When switching antipsychotics for patients with schizophrenia, you can ease this potentially perilous passage by choosing the right time to switch and preventing psychotic relapse. This article describes four keys to a smooth transition:
- assess response and side effects with the existing medication
- weigh the pros and cons of switching, with input from the patient or caregiver
- select a replacement with characteristics that could improve patient function
- choose a switching strategy while considering safety and efficacy data.
RISKS AND BENEFITS OF SWITCHING
The two most compelling reasons to switch antipsychotics are enhanced clinical response and improved tolerability. Others may include lower medication cost, less-frequent monitoring, fewer drug interactions, or easier administration (such as once-daily versus twice-daily dosing).
Table 1
Sample response criteria to evaluate an antipsychotic switch
Improved functioning
|
Decreased symptoms
|
Improved tolerability
|
The greatest risk in a relatively stable patient is for psychotic symptoms to re-emerge. Be very careful when switching patients who:
- might harm themselves or others if their psychosis re-emerges during the switch
- were recently stabilized after an acute psychotic episode and have been maintained for less than 6 months on the medication that controlled their symptoms
- cannot adhere to oral medications and are being maintained on long-acting depot formulations.1
Other factors to consider include:
- the need for more-frequent patient visits during the transition to monitor for adverse effects
- the patient’s willingness to switch
- influence of external stressors—such as recent bereavement—or aspects of the patient’s workplace or living environment that may interfere with adherence to a new regimen
- medication cost and coverage by third-party payers.

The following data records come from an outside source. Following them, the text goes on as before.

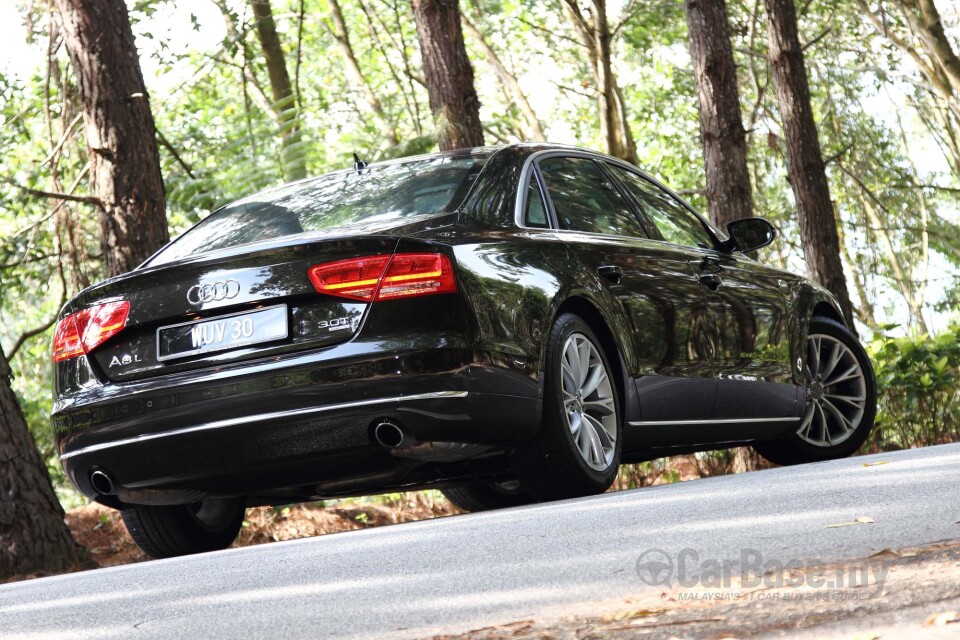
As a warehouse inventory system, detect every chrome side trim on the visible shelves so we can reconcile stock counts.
[630,418,800,427]
[60,391,469,460]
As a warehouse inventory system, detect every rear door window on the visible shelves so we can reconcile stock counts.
[540,158,647,238]
[524,175,550,229]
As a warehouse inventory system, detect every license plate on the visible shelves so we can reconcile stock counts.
[157,304,287,361]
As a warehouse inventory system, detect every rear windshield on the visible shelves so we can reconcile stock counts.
[150,156,485,265]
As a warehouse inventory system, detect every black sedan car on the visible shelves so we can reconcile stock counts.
[53,144,876,557]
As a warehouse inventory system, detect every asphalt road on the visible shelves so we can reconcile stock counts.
[0,445,960,640]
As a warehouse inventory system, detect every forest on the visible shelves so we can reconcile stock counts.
[0,0,960,574]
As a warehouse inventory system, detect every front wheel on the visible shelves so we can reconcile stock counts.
[511,314,623,500]
[754,318,877,465]
[120,498,246,558]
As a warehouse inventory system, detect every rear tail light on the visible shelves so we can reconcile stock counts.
[307,253,457,302]
[53,300,130,362]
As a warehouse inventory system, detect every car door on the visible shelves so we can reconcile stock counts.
[530,154,717,423]
[611,165,799,420]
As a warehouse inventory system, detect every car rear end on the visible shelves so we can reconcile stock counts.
[53,152,529,506]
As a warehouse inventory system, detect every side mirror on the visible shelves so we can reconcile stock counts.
[722,218,777,253]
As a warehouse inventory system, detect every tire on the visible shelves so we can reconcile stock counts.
[753,317,877,465]
[511,313,623,501]
[120,498,246,559]
[440,480,536,512]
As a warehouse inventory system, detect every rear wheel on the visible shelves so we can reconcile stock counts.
[121,498,246,558]
[440,480,536,512]
[754,318,877,464]
[511,314,623,500]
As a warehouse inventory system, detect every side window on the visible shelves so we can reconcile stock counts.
[523,175,550,229]
[540,158,647,238]
[607,165,713,249]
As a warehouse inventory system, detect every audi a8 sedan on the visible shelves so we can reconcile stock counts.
[52,144,876,557]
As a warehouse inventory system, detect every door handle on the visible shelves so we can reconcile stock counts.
[597,264,623,284]
[699,273,723,291]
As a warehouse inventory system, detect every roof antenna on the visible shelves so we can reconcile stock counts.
[353,152,370,176]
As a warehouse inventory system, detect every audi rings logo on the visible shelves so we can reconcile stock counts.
[187,279,240,304]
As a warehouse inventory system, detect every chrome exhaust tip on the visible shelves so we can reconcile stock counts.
[90,469,114,496]
[373,420,417,449]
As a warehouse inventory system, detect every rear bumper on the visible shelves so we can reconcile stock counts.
[53,342,540,504]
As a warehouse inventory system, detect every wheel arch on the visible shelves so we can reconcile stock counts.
[541,294,637,422]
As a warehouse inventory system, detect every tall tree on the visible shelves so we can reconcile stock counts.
[684,0,753,229]
[250,0,307,181]
[324,0,400,147]
[463,15,547,142]
[856,0,960,176]
[764,0,854,321]
[412,0,483,150]
[55,0,170,276]
[0,349,80,580]
[563,0,637,164]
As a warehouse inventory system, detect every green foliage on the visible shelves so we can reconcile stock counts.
[869,325,960,451]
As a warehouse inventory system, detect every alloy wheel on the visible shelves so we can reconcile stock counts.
[797,333,867,447]
[560,333,617,471]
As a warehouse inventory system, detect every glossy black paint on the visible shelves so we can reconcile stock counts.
[53,145,841,507]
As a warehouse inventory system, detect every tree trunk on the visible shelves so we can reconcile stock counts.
[764,0,854,322]
[0,349,81,580]
[327,0,400,147]
[563,0,637,164]
[463,16,547,142]
[413,0,483,151]
[250,0,307,182]
[56,0,170,277]
[684,0,753,229]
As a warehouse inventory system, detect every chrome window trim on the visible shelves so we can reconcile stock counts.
[513,148,726,245]
[60,391,469,460]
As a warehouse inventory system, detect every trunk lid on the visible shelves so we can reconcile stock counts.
[70,235,398,382]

Establishing specific response criteria for each patient (Table 1) will help you know when to continue or terminate a switch.
INADEQUATE RESPONSE
Because antipsychotics do not eliminate all positive and negative symptoms, an adequate response is considered a reasonable therapeutic goal. Many patients with schizophrenia respond adequately to traditional or atypical antipsychotics, but approximately one-third do not.2
What is an “adequate” response? No advisory groups or consensus panels have defined this term or set standards for when to switch. Therefore, psychiatrists must evaluate a patient’s response to an antipsychotic by using clinical judgment and patient/caregiver input. To gather the information you need, it is important to:
- identify target symptoms at baseline
- regularly monitor symptom severity, frequency, and intrusion on activities of daily living and quality of life.
Quantitative measures. In research, response is measured as a percent reduction in scores on standard assessments such as the Positive and Negative Syndrome Scales (PANSS). Using the PANSS, however, is too time-consuming for clinical practice.
The Brief Psychiatric Rating Scale (BPRS) is simpler than PANSS and can be administered more quickly but is less specific for negative symptoms. Even so, using the BPRS can help quantify baseline symptoms and monitor clinical response. It is useful to complete a BPRS rating prior to a switch and at subsequent visits during the transition. A >20% reduction in the total score is considered an adequate response.
Qualitative measures. Rating scales do not measure patients’ and sfamilies’ subjective feelings. One patient may view a 50% decrease in psychotic symptoms as extremely favorable and another as unacceptable. Switching therefore may be reasonable for one patient but not for another with a similar clinical response.
Table 2
Treatment-limiting antipsychotic side effects and options for switching
| Treatment-limiting factor | Atypical antipsychotic options |
|---|---|
| Akathisia/activation | Clozapine, olanzapine, quetiapine |
| Hyperprolactinemia | Any atypical antipsychotic except risperidone |
| Insomnia | Olanzapine, quetiapine |
| Orthostatic hypotension | Ziprasidone |
| Pre-existing cardiac dysfunction | Aripiprazole, olanzapine, quetiapine, risperidone |
| Pre-existing diabetes | Aripiprazole, quetiapine, ziprasidone |
| Sedation | Aripiprazole, risperidone, ziprasidone |
| Excessive weight gain | Aripiprazole, quetiapine, risperidone, ziprasidone |
Underdosing contributes to inadequate response, so assess whether an antipsychotic has been given a sufficient trial. For example, 400 to 800 mg/d of quetiapine is considered a therapeutic dosage, assuming adequate tolerability, but some clinicians stop increasing the dosage below that range. Similarly, the usual antipsychotic trial continues at least 3 to 4 weeks at a therapeutic dosage.
TREATMENT-LIMITING EFFECTS
Antipsychotic side effects that justify switching may be treatment-limiting or simply bothersome. For example, switching is necessary for antipsychotic-induced QTc prolongation in a patient with a history of cardiac dysrhythmias and reasonable for excessive daytime sedation in a patient who is working or attending school.
Extrapyramidal symptoms (EPS) and hyperprolactinemia may limit a patient’s tolerance of an antipsychotic. Patients who are especially sensitive to EPS may not tolerate high-potency agents such an haloperidol or even low to moderate dosages of risperidone. Others may not develop EPS while receiving haloperidol or higher dosages of risperidone.